Нужно идти выручать. Тянемся гуськом вдоль домов. Обстреливаем окна Национальной гостиницы. Там попрятались и умолкли. Бросив автомобиль, возвращаемся с пулеметом и двумя ранеными пулеметчиками.
Наконец-то появился командующий войсками, полковник Рябцев.
В небольшой комнате Александровского училища, окруженный тесным кольцом возбужденных офицеров, сидит грузный полковник в расстегнутой шинели. Верно, и раздеться ему не дали, обступили. Лицо бледное, опухшее, как от бессонной ночи. Небольшая борода, усы вниз. Весь он рыхлый и лицо рыхлое – немного бабье.
Вопросы сыплются один за другим и один другого резче.
– Позвольте узнать, господин полковник, как назвать поведение командующего, который в эту страшную для Москвы минуту скрывается от своих подчиненных и бросает на произвол судьбы весь округ?
Рябцев отвечает спокойно, даже как будто бы сонно:
– Командующий ни от кого не скрывался. Я не сплю не помню которую ночь. Я все время на ногах. Ничего нет удивительного, что меня не застают в моем кабинете. Необходимость самому непосредственно следить за происходящим вынуждает меня постоянно находиться в движении.
– Чрезвычайно любопытное поведение. Наблюдать – дело хорошее. Разрешите все же узнать, господин полковник, что нам, вашим подчиненным, делать? Или тоже наблюдать прикажете?
– Если мне вопросы будут задаваться в подобном тоне, я отвечать не буду, – говорит все так же сонно Рябцев.
– В каком тоне прикажете с вами говорить, господин полковник, после сдачи Кремля с арсеналом большевикам?
Чувствую, как бешено натянута струна – вот-вот оборвется. Десятки горящих глаз впились в полковника. Он сидит, опустив глаза, с лицом словно маска – ни одна черта не дрогнет.

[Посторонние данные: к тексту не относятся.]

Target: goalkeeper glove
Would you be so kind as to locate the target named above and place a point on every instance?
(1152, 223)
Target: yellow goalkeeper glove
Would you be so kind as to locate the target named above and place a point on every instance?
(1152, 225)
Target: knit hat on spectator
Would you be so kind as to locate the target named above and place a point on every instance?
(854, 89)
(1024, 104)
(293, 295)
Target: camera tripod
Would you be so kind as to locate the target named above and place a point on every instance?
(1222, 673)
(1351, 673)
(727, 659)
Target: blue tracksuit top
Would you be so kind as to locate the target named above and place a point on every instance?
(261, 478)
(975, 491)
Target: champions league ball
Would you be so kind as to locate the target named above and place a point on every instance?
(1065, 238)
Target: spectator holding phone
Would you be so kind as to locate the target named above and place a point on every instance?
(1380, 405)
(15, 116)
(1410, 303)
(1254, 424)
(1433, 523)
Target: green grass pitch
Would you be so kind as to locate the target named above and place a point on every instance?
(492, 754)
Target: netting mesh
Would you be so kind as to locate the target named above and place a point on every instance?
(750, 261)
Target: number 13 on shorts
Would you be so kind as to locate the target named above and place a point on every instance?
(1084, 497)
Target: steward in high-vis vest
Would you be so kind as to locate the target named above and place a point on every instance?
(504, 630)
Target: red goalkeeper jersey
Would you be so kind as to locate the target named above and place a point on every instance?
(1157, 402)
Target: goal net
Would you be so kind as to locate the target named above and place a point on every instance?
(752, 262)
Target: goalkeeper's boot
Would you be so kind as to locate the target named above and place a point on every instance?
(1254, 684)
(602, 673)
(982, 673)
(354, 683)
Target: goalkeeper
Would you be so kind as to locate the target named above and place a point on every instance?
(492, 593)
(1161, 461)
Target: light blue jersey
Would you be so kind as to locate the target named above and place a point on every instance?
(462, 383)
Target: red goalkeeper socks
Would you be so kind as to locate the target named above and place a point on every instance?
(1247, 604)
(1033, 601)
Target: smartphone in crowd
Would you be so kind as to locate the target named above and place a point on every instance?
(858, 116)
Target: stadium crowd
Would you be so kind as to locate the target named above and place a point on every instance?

– Я сдал Кремль, ибо считал нужным его сдать. Вы хотите знать почему? Потому что всякое сопротивление полагаю бесполезным кровопролитием. С нашими силами, пожалуй, можно было бы разбить большевиков. Но нашу кровавую победу мы праздновали бы очень недолго. Через несколько дней нас все равно смели бы. Теперь об этом говорить поздно. Помимо меня – кровь уже льется.
– А не полагаете ли вы, господин полковник, что в некоторых случаях долг нам предписывает скорее принять смерть, чем подчиниться бесчестному врагу? – раздается все тот же сдавленный гневом голос.
– Вы движимы чувством – я руководствуюсь рассудком.
Мгновение тишины, которая прерывается исступленным криком офицера с исказившимся от бешенства лицом:
– Предатель! Изменник! Пустите меня! Я пущу ему пулю в лоб!
Он старается прорваться вперед с револьвером в руке.
Лицо Рябцева передергивается.
– Что ж, стреляйте! Смерти ли нам с вами бояться?
Офицера хватают за руки и выводят из комнаты. Следом выхожу и я.
В Москве образовался какой-то комитет, не то «Общественного Спасения», не то «Общественного Спокойствия»[92]. Он заседает в думе под председательством городского головы Руднева и объединяет собой целый ряд общественных организаций. К нам, как говорят, относится с некоторым недоверием, если не боязнью. Мне передавали – боятся контрреволюции. Сами же выносят резолюции с выражением протеста – всем, всем, всем.
В училище часто заходят молодые люди с эсеровскими листовками. Из этих листовок мы узнаем невероятные и бодрящие вести:
«Петропавловская крепость взята обратно верными Временному правительству войсками».
«С юга продвигаются казачьи части для поддержки юнкеров».
«С запада идут с этой же целью ударные батальоны». И т. д. и т. д.
Эти известия, как очень желательные, встречаются полным доверием, а часто и криками «Ура!». (Увы, потом оказалось, что все это делалось лишь с целью поднять наш дух и вселить неуверенность среди восставших.)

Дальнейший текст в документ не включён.